For kids, “parents can help by not buying sweet and salty snacks on a regular basis,” says Ms. Willoughby. “And grandparents can encourage whole, natural foods instead of desserts.”

“Also, most children (and adults) benefit from seeing a dietitian to learn how to make appropriate yet satisfying food substitutions.”

If emotional eating is involved, a behavioral health specialist or psychologist can help develop strategies to keep weight loss on track. 

5. Consider intermittent fasting

“Intermittent fasting can help with the overall reduction of hunger and cravings,” says Ms. Kirkpatrick.

You won’t starve on a fasting diet. Instead, you’ll cut back on calories, eating only 500 to 600 on fast days and the normal amount on “off days.” Over time, you’ll find yourself feeling satisfied with smaller portions.

The intermittent rhythm will also lessen your sweet and salty cravings. Best of all, “intermittent fasting has helped lots of people lose a significant amount of weight,” she says. 

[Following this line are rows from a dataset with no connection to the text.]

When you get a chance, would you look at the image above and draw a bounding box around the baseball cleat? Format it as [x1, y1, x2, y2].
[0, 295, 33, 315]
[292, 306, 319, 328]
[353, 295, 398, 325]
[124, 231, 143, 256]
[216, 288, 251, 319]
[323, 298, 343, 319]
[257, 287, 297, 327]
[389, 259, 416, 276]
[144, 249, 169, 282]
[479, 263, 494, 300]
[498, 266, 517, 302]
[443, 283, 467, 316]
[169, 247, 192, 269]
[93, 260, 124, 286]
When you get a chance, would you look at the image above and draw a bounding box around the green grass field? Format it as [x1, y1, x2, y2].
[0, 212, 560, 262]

6. Pay attention to your body

Are you overeating because of stress? That’s often when cravings for sugar or salt surface. “Try meditation, exercise or reading to settle yourself,” says Ms. Patton.

She also recommends keeping a water bottle at your desk, in your car or in your purse to avoid dehydration.

If you have diabetes, you may crave something sweet even when your blood sugar is normal.

“Add a small amount of whip cream or dairy-free whip to berries or fruit,” advises Dawn Noe, RD, LD, CDE. “For a quick, healthy, warm dessert, mix ½ cup steel cut oats, 1 small apple, diced, and some cinnamon. Heat in the microwave for a minute or so, and you have a healthy, tasty alternative to apple crisp.”

If you have diabetes and your blood sugar is low when cravings hit, eat 15 grams of carbohydrate (three to four glucose tablets or 4 ounces of 100 percent fruit juice) to normalize it. “But avoid chocolate; it takes too long to digest and won’t raise blood sugar as quickly,” she cautions.

These tips should help you find success in controlling the cravings that lead to weight gain. They’ll also help you lower your risk for health problems like diabetes and hypertension.